No deja de ser preocupante que el Tribunal Supremo considere tan sólo “deseable” y no “obligatorio” dar cumplimiento a un requisito constitucionalmente impuesto en la actividad administrativa, cual es el de coordinación. Con los resultados prácticos de todos conocidos, cual es que, por lo que se ve, algunas instituciones, casualmente las más vinculadas a la recaudación, resulta que tienen nada menos que “vida propia”. Como, por cierto, tuvo la criatura del doctor Víctor Frankenstein, con la diferencia que si ésta se revolvió contra su creador, los órganos tributarios se cuidan muy mucho de hacer lo mismo con los suyos.
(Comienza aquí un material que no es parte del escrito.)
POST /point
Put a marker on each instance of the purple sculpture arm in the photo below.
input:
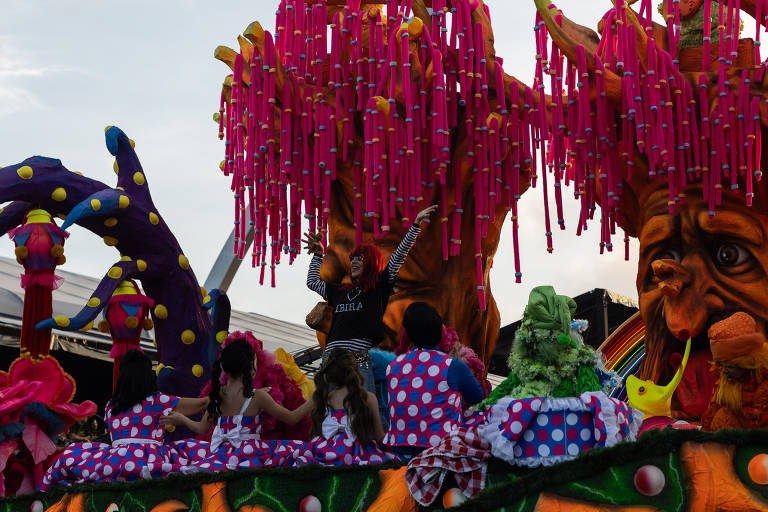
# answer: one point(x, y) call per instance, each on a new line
point(126, 218)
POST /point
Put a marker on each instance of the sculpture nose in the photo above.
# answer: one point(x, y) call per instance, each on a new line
point(688, 302)
point(670, 276)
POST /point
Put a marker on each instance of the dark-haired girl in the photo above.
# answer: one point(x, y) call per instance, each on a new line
point(345, 417)
point(235, 408)
point(358, 308)
point(132, 416)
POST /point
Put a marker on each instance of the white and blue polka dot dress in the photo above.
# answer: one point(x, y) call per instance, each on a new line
point(339, 447)
point(137, 449)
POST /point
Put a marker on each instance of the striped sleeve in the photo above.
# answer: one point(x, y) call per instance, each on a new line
point(314, 282)
point(398, 257)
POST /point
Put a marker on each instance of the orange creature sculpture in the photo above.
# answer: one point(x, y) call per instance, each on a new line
point(688, 172)
point(740, 352)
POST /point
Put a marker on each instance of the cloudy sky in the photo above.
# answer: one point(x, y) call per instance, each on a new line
point(68, 68)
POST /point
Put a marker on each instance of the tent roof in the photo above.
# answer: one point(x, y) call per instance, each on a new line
point(77, 289)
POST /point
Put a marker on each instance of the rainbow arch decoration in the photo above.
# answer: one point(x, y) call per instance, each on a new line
point(624, 350)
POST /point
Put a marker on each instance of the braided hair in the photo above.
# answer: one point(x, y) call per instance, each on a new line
point(340, 370)
point(135, 383)
point(236, 360)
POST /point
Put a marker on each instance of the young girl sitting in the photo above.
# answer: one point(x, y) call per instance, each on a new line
point(235, 407)
point(137, 448)
point(345, 417)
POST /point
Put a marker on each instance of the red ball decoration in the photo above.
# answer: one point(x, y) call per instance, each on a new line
point(310, 504)
point(453, 498)
point(649, 480)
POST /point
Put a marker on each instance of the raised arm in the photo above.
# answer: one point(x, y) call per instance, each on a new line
point(398, 257)
point(262, 400)
point(191, 406)
point(315, 248)
point(177, 419)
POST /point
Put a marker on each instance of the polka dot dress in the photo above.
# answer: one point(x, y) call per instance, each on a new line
point(241, 447)
point(137, 449)
point(340, 448)
point(422, 408)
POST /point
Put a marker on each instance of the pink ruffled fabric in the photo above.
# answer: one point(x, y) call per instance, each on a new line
point(50, 280)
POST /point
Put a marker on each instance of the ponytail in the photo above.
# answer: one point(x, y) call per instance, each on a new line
point(214, 403)
point(236, 360)
point(320, 402)
point(340, 370)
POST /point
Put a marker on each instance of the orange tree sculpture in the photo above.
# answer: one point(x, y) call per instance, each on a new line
point(661, 126)
point(360, 126)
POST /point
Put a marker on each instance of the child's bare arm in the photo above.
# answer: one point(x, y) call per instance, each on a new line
point(262, 400)
point(373, 405)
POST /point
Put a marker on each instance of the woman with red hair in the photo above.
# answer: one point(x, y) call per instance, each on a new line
point(358, 307)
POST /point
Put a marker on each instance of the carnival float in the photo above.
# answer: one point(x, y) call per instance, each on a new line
point(351, 118)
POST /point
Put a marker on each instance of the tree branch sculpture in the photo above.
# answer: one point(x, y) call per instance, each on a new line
point(359, 129)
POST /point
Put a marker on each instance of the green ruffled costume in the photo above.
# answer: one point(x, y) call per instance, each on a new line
point(545, 360)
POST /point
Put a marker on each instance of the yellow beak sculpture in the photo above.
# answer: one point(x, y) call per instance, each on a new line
point(652, 399)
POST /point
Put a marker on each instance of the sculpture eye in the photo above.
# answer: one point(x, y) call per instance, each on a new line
point(731, 255)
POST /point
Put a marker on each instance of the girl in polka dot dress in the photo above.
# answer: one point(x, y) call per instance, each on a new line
point(235, 407)
point(345, 417)
point(132, 415)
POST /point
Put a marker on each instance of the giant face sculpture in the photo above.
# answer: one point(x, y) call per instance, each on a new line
point(692, 109)
point(694, 270)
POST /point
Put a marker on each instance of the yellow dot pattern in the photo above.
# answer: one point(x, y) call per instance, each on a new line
point(59, 194)
point(25, 172)
point(61, 320)
point(187, 337)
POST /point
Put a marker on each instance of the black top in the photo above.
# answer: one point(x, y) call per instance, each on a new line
point(357, 315)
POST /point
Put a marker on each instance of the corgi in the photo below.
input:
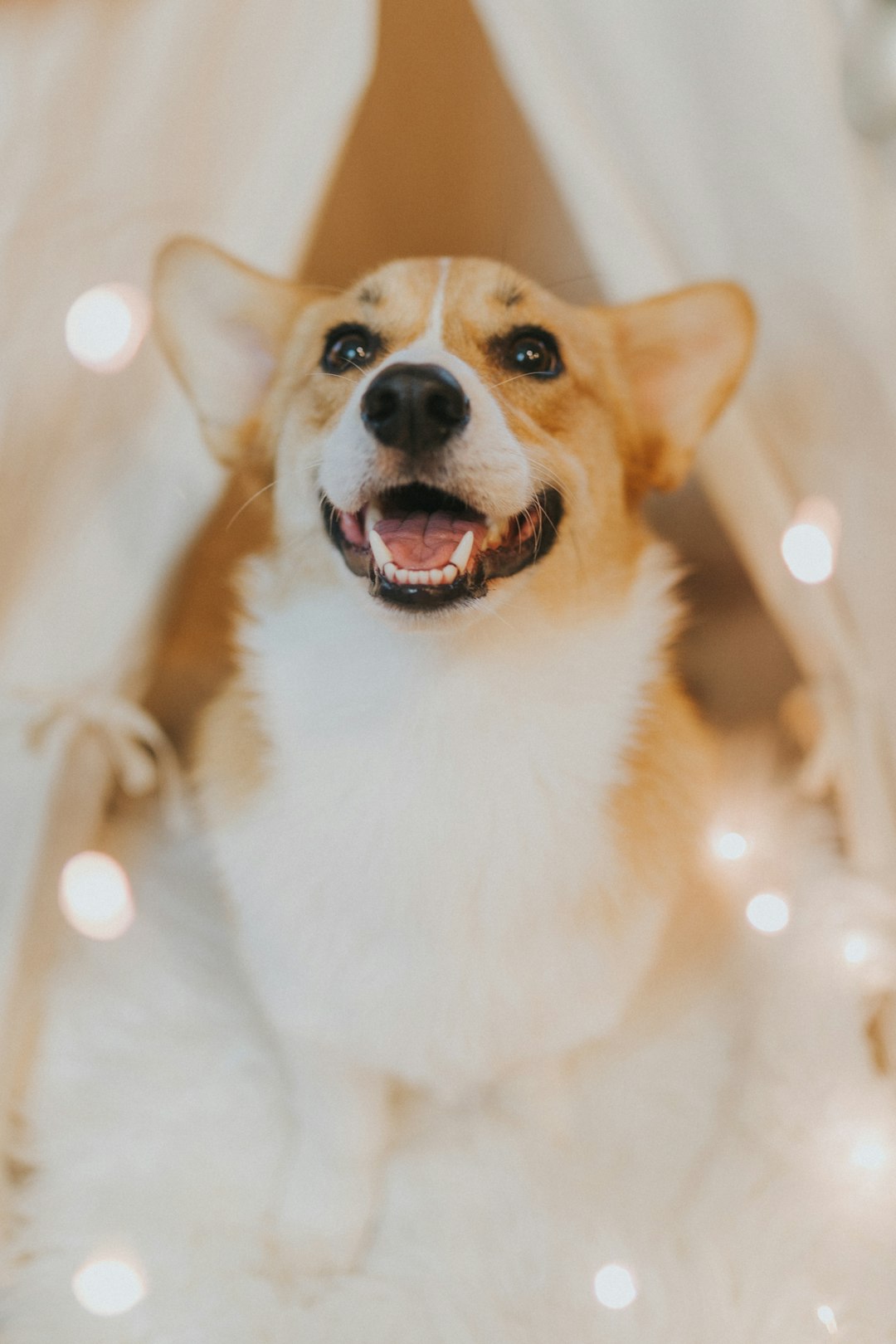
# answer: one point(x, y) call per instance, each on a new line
point(455, 791)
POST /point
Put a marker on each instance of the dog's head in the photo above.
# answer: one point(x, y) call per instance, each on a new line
point(446, 426)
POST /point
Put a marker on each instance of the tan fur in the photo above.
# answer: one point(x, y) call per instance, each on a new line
point(563, 830)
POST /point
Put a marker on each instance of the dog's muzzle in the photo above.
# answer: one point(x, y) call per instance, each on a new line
point(416, 409)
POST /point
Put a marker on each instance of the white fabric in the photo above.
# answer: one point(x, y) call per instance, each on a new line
point(119, 125)
point(698, 140)
point(707, 1147)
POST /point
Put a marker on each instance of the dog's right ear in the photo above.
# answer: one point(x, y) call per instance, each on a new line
point(222, 327)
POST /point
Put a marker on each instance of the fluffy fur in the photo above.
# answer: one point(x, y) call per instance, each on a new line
point(705, 1144)
point(455, 843)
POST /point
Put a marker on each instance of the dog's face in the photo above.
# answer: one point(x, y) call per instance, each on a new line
point(446, 426)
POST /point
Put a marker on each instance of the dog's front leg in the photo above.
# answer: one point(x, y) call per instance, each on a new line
point(331, 1179)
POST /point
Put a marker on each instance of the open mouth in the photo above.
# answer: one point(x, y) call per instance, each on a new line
point(422, 548)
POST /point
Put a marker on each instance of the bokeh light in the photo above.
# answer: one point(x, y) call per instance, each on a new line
point(614, 1287)
point(109, 1287)
point(105, 327)
point(809, 544)
point(730, 845)
point(95, 895)
point(768, 913)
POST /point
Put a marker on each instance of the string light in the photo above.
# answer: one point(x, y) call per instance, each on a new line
point(768, 913)
point(95, 895)
point(614, 1287)
point(809, 544)
point(828, 1319)
point(730, 845)
point(105, 327)
point(109, 1287)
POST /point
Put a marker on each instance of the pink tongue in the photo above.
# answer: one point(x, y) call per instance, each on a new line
point(426, 541)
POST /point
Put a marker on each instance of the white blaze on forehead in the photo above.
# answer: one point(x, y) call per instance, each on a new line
point(437, 312)
point(488, 463)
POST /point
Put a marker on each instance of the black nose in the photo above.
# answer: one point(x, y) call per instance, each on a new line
point(414, 407)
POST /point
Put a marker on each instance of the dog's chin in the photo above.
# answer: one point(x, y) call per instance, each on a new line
point(425, 553)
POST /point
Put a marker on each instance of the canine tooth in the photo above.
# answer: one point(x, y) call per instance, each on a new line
point(381, 550)
point(462, 552)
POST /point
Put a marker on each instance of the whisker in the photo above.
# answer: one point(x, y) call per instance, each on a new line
point(512, 379)
point(250, 500)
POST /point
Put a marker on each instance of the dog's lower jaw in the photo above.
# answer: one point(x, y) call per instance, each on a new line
point(423, 866)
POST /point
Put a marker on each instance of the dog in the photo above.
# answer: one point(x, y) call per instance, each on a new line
point(455, 791)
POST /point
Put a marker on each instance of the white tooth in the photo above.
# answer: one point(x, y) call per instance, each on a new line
point(462, 552)
point(381, 550)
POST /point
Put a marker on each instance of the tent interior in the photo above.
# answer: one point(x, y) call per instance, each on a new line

Uno no puede dejar de preguntarse qué hubiera ocurrido si Judá Ben-Hur, en vez de aplicar como auriga el principio de coordinación mutando la ubicación de los caballos del jeque Ilderim, se hubiese limitado a considerar “deseable” el cambio. Es posible que los caballos negros del tribuno Messala continuasen reinando en Jerusalén.